In post 6 mfb used a phrase....charge flowing through the capacitor.
In post 9 I suggested that use of the word 'through' could be 'misleading' because it implies that charge passes across the gap between the plates.
In post 13 mfb stated that 'no electrons fly across the gap between plates'
That is all there is to it.
Nowhere will you find a description of the charging and discharging behaviour of capacitors that requires charge to cross the gap.
To suggest that there is essentially no difference between current in resistors and current in capacitor circuits is 'misleading'.
None of this is in contradiction of Kirchoffs laws, K1 is a statement regarding conservation of charge.
AC does not flow in capacitor circuits BECAUSE they have impedance (I think you mean reactance). Reactance is a quantity calculated from the voltage across a capacitor and the current in the circuit. It is special because, under normal measurement techniques, no account is taken of the phase difference between the AC current waveform and the AC voltage waveform.
We need to know what is really happening to fully understand.

sophiecentaur

I know exactly what you are getting at and I appreciate that the dielectric is an 'insulator' because its resistivity is very high. If you connect a capacitor to a DC source, then, of course, the current will soon go to zero (once the capacitor is charged) because the internal fields will balance the applied PD.
We aren't talking about the nuts and bolts of what goes on inside the package of a component. That is not really relevant. What I refer to is what happens as far as the measurer is concerned. If you apply AC to a capacitor and measure the current by looking at the volts across a series resistor, for instance. You will see that there is a current - in just the same way as if you put a resistor or an inductor in its place. You seem to be implying that a capacitor must be treated as being fundamentally different from other components. That's crazy. We use current and volts as the appropriate quantities to measure because the sums are suitable for calculating the behaviour of all combinations of RL and C.
You insist that you want to know what's really going on. Have you no comments about my point that the amount of charge movement with AC inside a dielectric can be the same or even more than the charge movement inside a resistor. If you define current as movement of charge, how can you say one is 'different' from the other - except by sticking to a very elementary appreciation of the situation.
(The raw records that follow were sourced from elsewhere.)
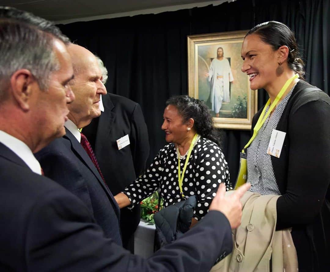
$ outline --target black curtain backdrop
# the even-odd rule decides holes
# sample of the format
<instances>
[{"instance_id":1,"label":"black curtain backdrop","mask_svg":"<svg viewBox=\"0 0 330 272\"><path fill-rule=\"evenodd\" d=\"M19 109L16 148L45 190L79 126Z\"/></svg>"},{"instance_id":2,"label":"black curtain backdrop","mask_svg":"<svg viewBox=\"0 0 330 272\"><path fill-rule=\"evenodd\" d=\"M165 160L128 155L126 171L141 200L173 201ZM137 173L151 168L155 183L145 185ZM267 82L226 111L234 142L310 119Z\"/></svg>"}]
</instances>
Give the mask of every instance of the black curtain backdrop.
<instances>
[{"instance_id":1,"label":"black curtain backdrop","mask_svg":"<svg viewBox=\"0 0 330 272\"><path fill-rule=\"evenodd\" d=\"M327 93L330 77L330 0L237 0L178 11L59 25L76 43L97 54L109 72L108 92L142 107L149 132L149 164L165 144L161 130L166 100L188 94L187 36L248 30L270 20L296 33L307 81ZM258 107L268 98L258 91ZM239 153L250 132L224 130L222 149L234 181Z\"/></svg>"}]
</instances>

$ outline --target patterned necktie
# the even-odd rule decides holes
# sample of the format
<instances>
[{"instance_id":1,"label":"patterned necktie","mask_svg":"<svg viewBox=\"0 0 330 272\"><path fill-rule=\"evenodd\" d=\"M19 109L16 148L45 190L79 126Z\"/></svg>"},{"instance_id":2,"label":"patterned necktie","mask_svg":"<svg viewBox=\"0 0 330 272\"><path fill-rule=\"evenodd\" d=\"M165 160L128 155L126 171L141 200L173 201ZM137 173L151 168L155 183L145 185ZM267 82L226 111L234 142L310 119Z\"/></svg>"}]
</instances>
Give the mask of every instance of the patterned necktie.
<instances>
[{"instance_id":1,"label":"patterned necktie","mask_svg":"<svg viewBox=\"0 0 330 272\"><path fill-rule=\"evenodd\" d=\"M105 180L104 178L103 177L103 175L101 172L101 169L100 169L99 164L97 163L97 161L96 160L96 158L95 157L94 152L93 151L92 147L90 146L90 144L88 141L87 138L86 137L86 136L85 135L81 132L80 133L80 134L81 134L81 139L80 140L81 144L82 146L83 149L86 150L86 152L87 152L88 156L89 156L89 158L90 158L90 159L92 160L93 163L94 164L95 167L96 167L97 171L100 173L100 175L101 176L102 179L103 180L103 181L104 182L104 183L105 184L106 186L107 187L108 186L107 185L107 184L106 183Z\"/></svg>"}]
</instances>

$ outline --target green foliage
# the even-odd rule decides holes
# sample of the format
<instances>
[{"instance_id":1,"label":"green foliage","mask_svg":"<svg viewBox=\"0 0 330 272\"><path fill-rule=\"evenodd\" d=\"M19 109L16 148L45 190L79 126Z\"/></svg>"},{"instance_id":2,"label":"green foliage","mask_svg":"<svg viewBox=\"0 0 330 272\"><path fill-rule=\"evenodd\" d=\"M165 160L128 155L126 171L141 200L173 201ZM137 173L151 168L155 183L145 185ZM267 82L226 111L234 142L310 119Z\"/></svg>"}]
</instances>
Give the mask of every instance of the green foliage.
<instances>
[{"instance_id":1,"label":"green foliage","mask_svg":"<svg viewBox=\"0 0 330 272\"><path fill-rule=\"evenodd\" d=\"M155 223L153 216L158 210L158 198L159 194L156 191L149 197L144 199L140 204L141 205L141 218L150 224ZM162 199L160 201L160 210L163 208Z\"/></svg>"},{"instance_id":2,"label":"green foliage","mask_svg":"<svg viewBox=\"0 0 330 272\"><path fill-rule=\"evenodd\" d=\"M233 107L232 116L234 118L246 118L248 116L248 99L246 94L239 95L237 101Z\"/></svg>"}]
</instances>

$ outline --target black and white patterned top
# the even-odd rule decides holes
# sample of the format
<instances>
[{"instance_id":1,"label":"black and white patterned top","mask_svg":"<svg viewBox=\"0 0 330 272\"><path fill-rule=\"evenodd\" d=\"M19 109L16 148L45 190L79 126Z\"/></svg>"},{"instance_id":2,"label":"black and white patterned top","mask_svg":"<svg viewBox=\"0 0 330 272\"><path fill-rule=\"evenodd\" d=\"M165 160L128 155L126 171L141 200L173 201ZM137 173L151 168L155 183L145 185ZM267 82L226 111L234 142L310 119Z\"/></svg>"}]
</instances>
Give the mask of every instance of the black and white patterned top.
<instances>
[{"instance_id":1,"label":"black and white patterned top","mask_svg":"<svg viewBox=\"0 0 330 272\"><path fill-rule=\"evenodd\" d=\"M182 171L185 158L180 158ZM158 152L144 173L122 192L128 197L133 208L160 188L164 207L181 201L178 174L178 155L174 143L168 144ZM197 204L194 218L199 220L209 210L219 184L226 184L227 190L232 189L229 183L227 162L221 149L214 142L201 137L193 149L184 173L182 189L185 198L194 195Z\"/></svg>"},{"instance_id":2,"label":"black and white patterned top","mask_svg":"<svg viewBox=\"0 0 330 272\"><path fill-rule=\"evenodd\" d=\"M251 184L249 190L261 195L280 194L274 174L271 156L267 153L272 132L276 127L282 116L295 84L268 116L257 136L248 148L248 181ZM265 115L269 108L267 107ZM264 115L264 116L265 116Z\"/></svg>"}]
</instances>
It might help if you were to describe exactly what you 'mean' when you use the word 'current' if it's not movement of charges.
Also, where does the 'displacement current', for EM waves in a vacuum (where there are no actual charges), fit in with your view?
PS 'Reactance' is a part of 'Impedance' so either word fits and real capacitors have finite resistance - either series or parallel, depending how you like it.

Emilyjoint

Posts6,9and13 have cleared up the main issue.
Your last comment is very revealing!!!!! If you are putting forward that there is no real difference between Reactance and Impedance then it explains most of your ramblings.
You do not fully understand the meanings of terms used to describe physical processes.
You are plane wrong and should check your text books.

sophiecentaur

Z=R+jX
I believe.

Now tell me about displacement current in a vacuum.

Emilyjoint

This thread has run its course for me.
Can I offer Z = R + j(Xl ~Xc) for completeness where the textbook definition of the terms is
Z = impedance
R = resistance
Xl = inductive reactance
Xc = capacitative reactance

I will browse for other areas of physics that interest me now

sophiecentaur

So, no comment on displacement current?
You might consider the implications when you're in the mood.